After killing her husband Helene Delambre recounts the story of why she done it. Her husband was a scientist who was deeply into his work and through those long days and weeks he makes a big breakthrough in science by inventing a teleportation machine that can transmit matter from one spot to another. After some glitches he fine tunes the device and decides to test it by using himself as a guinea pig. While, in the process of this test, a housefly gets caught inside with him and when he emerges from the other capsule he shares its genetic structure and physical attributes.

"The Fly" is classic Sci-Fi / horror from the 50s and what a nice surprise this was!
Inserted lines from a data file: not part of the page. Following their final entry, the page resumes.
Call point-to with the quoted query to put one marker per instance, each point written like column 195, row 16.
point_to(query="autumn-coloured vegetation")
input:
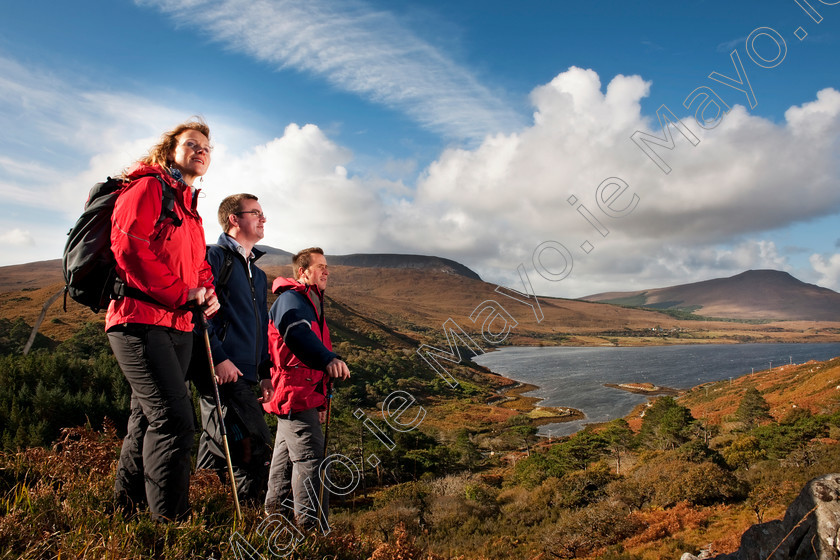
column 471, row 481
column 474, row 481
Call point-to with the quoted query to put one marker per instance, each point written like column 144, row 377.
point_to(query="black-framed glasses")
column 196, row 147
column 257, row 214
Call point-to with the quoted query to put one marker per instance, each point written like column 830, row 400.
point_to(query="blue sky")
column 455, row 129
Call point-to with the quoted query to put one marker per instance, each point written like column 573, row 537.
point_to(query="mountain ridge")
column 753, row 294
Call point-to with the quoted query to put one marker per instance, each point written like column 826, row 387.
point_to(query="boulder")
column 810, row 529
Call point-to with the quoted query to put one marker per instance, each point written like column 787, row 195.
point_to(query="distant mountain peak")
column 278, row 257
column 752, row 294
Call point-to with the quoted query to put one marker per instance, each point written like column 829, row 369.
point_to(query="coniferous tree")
column 753, row 409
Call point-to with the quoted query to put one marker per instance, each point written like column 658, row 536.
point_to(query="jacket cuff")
column 264, row 369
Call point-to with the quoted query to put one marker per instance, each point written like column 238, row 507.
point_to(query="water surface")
column 575, row 377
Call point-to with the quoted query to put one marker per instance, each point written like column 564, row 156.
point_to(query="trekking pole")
column 219, row 412
column 326, row 441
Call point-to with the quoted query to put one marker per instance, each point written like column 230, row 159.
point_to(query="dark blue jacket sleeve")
column 215, row 323
column 295, row 318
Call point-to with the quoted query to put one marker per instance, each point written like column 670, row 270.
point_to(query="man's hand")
column 267, row 389
column 226, row 372
column 338, row 369
column 206, row 299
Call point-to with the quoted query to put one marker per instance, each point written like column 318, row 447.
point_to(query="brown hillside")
column 813, row 385
column 416, row 303
column 755, row 294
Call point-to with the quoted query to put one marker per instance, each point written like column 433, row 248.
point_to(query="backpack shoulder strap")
column 168, row 204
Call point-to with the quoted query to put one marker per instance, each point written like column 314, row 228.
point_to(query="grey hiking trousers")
column 249, row 439
column 154, row 465
column 294, row 480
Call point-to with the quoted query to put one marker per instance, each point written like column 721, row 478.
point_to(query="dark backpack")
column 90, row 271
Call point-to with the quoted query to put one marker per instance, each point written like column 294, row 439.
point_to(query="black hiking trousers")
column 154, row 465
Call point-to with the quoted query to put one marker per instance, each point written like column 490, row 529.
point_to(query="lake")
column 575, row 377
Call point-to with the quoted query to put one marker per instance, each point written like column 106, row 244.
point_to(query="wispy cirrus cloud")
column 356, row 49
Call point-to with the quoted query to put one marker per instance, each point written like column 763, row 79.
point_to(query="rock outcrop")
column 809, row 530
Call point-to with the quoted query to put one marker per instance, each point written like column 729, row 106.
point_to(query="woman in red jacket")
column 161, row 254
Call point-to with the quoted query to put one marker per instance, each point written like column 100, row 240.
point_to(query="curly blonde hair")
column 161, row 153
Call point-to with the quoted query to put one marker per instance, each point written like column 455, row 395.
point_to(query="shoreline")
column 511, row 397
column 648, row 389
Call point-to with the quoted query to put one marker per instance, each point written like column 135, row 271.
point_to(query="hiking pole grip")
column 222, row 428
column 323, row 473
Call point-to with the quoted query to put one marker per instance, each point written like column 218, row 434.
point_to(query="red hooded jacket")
column 299, row 346
column 162, row 260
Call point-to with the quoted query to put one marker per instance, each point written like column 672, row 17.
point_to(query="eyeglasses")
column 196, row 147
column 257, row 214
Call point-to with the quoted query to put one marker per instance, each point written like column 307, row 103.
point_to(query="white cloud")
column 828, row 268
column 304, row 190
column 488, row 207
column 358, row 50
column 17, row 238
column 492, row 206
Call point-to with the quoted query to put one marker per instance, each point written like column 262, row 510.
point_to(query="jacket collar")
column 229, row 242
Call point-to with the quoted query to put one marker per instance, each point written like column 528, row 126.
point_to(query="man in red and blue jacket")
column 302, row 362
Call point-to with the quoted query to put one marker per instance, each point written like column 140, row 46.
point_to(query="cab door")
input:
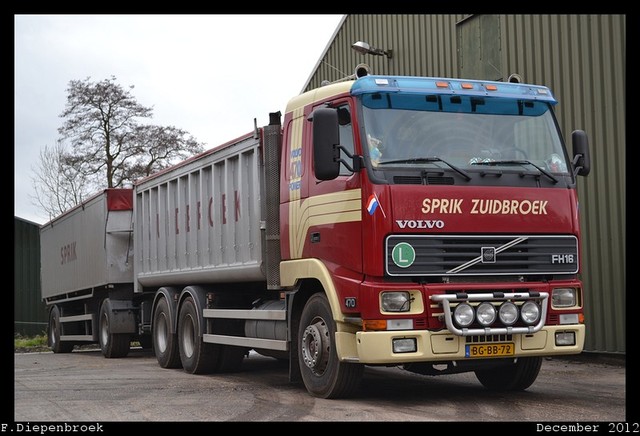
column 335, row 206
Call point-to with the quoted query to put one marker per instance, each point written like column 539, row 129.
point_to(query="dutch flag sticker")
column 372, row 204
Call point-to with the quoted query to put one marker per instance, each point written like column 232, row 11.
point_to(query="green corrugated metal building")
column 30, row 314
column 582, row 58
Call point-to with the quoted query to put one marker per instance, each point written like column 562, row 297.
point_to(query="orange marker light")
column 374, row 324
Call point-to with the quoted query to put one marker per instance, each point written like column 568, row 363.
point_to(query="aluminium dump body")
column 89, row 246
column 200, row 222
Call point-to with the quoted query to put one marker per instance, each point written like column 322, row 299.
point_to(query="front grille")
column 462, row 255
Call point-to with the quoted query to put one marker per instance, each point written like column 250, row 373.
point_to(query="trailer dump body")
column 88, row 247
column 200, row 222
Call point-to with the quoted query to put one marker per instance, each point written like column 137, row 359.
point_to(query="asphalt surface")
column 84, row 387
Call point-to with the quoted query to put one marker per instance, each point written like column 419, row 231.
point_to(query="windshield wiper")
column 518, row 162
column 427, row 160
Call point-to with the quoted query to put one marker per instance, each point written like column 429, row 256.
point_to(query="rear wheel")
column 112, row 344
column 165, row 343
column 197, row 357
column 323, row 374
column 515, row 377
column 55, row 330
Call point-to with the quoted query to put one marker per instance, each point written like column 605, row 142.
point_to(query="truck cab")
column 440, row 219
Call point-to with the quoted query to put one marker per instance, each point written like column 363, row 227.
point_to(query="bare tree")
column 57, row 187
column 107, row 145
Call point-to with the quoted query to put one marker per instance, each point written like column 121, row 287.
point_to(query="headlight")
column 530, row 312
column 564, row 297
column 486, row 314
column 508, row 313
column 463, row 315
column 396, row 302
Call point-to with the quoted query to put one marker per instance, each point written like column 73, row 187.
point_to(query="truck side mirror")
column 581, row 159
column 326, row 138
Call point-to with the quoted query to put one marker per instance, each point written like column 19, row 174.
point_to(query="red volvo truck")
column 426, row 223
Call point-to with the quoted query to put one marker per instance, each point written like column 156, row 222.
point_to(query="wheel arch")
column 199, row 296
column 307, row 275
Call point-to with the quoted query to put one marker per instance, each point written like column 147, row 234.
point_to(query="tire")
column 55, row 329
column 146, row 342
column 515, row 377
column 165, row 343
column 112, row 345
column 196, row 356
column 323, row 374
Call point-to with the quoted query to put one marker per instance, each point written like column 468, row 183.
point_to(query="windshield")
column 467, row 132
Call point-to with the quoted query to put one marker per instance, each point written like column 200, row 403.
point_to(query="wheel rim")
column 316, row 346
column 188, row 336
column 161, row 333
column 104, row 329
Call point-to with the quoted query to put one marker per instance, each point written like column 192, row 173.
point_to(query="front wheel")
column 515, row 377
column 323, row 374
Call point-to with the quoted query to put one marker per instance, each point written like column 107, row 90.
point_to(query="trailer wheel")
column 165, row 343
column 112, row 344
column 323, row 374
column 197, row 357
column 516, row 377
column 55, row 329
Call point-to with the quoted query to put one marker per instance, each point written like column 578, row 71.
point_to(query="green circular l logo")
column 403, row 255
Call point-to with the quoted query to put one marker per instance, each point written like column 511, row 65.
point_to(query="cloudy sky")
column 210, row 75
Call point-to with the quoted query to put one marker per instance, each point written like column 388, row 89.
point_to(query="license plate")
column 490, row 350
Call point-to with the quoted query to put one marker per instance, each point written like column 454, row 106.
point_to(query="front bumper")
column 376, row 347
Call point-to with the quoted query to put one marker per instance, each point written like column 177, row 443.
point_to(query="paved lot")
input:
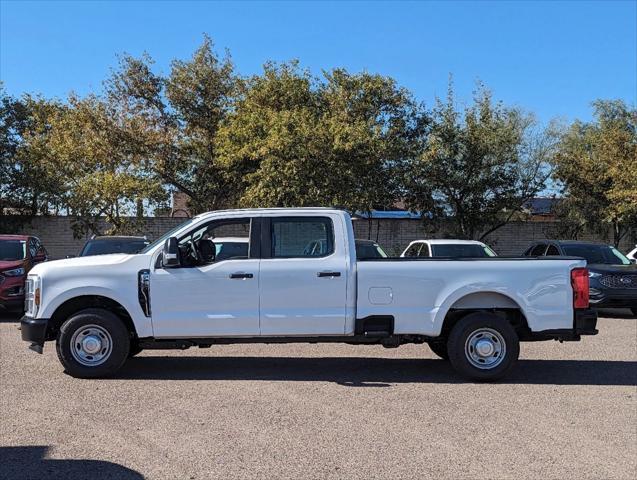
column 324, row 411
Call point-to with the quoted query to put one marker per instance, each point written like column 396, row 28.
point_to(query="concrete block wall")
column 394, row 235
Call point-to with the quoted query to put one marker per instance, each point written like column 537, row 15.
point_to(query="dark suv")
column 613, row 279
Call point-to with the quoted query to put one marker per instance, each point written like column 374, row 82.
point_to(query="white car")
column 448, row 248
column 176, row 293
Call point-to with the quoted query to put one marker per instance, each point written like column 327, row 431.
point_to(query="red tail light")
column 579, row 281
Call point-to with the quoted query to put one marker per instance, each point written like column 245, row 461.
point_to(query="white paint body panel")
column 287, row 298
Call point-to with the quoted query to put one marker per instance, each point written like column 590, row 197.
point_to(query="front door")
column 218, row 299
column 302, row 277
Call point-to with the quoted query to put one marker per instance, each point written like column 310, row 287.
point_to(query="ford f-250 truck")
column 174, row 294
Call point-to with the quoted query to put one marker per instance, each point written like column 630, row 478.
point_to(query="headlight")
column 16, row 272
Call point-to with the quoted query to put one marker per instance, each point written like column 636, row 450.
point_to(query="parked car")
column 104, row 245
column 18, row 254
column 448, row 248
column 177, row 294
column 367, row 249
column 612, row 277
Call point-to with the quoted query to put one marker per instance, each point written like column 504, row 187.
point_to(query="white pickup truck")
column 174, row 294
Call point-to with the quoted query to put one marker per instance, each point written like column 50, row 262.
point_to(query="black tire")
column 496, row 333
column 101, row 325
column 440, row 349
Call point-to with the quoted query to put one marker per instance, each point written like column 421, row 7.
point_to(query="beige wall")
column 57, row 235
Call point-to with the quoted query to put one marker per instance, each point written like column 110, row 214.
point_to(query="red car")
column 18, row 254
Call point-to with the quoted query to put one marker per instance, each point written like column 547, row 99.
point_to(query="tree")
column 25, row 187
column 595, row 165
column 298, row 140
column 101, row 177
column 479, row 167
column 173, row 121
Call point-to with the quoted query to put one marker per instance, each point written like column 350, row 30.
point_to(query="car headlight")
column 16, row 272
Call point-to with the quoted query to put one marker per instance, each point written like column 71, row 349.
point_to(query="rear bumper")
column 34, row 330
column 584, row 323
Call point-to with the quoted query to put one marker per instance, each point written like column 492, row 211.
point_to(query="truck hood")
column 90, row 261
column 604, row 268
column 9, row 264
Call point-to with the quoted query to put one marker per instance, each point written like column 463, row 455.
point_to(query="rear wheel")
column 440, row 349
column 93, row 343
column 483, row 346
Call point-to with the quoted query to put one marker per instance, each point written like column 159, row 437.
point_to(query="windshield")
column 462, row 250
column 13, row 249
column 597, row 254
column 166, row 235
column 106, row 246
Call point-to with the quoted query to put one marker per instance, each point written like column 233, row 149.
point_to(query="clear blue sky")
column 552, row 58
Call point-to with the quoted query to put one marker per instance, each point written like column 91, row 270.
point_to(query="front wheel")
column 93, row 343
column 483, row 346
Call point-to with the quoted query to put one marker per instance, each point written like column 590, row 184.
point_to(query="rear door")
column 303, row 282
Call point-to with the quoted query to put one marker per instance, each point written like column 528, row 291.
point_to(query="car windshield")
column 13, row 249
column 106, row 246
column 369, row 250
column 597, row 254
column 462, row 250
column 166, row 235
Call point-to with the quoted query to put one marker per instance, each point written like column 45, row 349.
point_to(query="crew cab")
column 176, row 294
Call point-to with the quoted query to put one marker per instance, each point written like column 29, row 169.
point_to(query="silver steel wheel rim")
column 91, row 345
column 485, row 348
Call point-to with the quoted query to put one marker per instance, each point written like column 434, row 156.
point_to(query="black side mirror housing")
column 170, row 253
column 207, row 250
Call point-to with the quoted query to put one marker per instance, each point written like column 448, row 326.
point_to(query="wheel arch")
column 466, row 302
column 82, row 302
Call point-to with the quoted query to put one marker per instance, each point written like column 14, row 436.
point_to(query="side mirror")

Unlike many of its kind in the 50s, this one didn't have a childish feel. The context may seem silly here, but its executed with enough skill and handled in a relax manner by director Kurt Neumann to set above the rest. Just don't be expecting a monster on the rampage tale. This one veers more towards a much more broaden and imaginative story with a certain eeriness contained in its psychological material rather than visuals. Even though it doesn't scare you witless, it still does provide a couple of memorable and ingenious shocks that are hard to put out of your mind. The film opens with the horrific outcome of Helene's husband Andre and then it goes into flashback mode where we learn the fate of Dr. Andre Delambre. What does make it surprisingly good is that we're treated with such passionately vivid characters and a interesting set-up that pulls you in by taking a more serious approach with a dabble of irony along the way. The talkative first hour slowly builds up to its taut last half-an-hour, where we get a smart and venomously bleak climax. Although, it could have done without that preachy conclusion. The rational script by James Clavell works by being incredibly dense with it thriving on some quick wit and sincerity. The story is more about a woman trying to save the man she loves as he slowly fights the genetic effects of the fly's DNA. He may seem hideous on the outside, but inside he is still more so human and he's trying his best to keep control of his dieing humanity. This is proved by how much he cares for his family's safety when he's willingly to take his own life for the best of everyone. It's practical story telling at its best.

The look of the film is top shape with it being shot in vibrant Technicolor and the key is that the deformity is kept hidden, but when it's revealed it actually stands up rather well. It's ugly, that's for sure, but still it looks rather competent. They're also an inventive touch when we see the creature for the first time with multiple frames being used to represent the reflection from human fly's eyes. In Cronenberg's version we see the grotesque transformation, but because of the times and effects we don't see it here, but more so the aftermath of the mishap. All of the devices and gadgets in Andre's lab are well presented and the mounted score adds in a forceful touch with nice crisp sound effects. The performances are more than great by the likes of Al Edison, Patricia Owens, and Herbert Marshall and even though Vincent Price had a supporting role, you'll be in awe of his effortlessly suave performance.

An excellent classic of its field that's more concern about telling a moving and fascinating story than just giving us pointless action and cheap thrills to spice up proceedings. The more you stick it out, the more compelling it does become.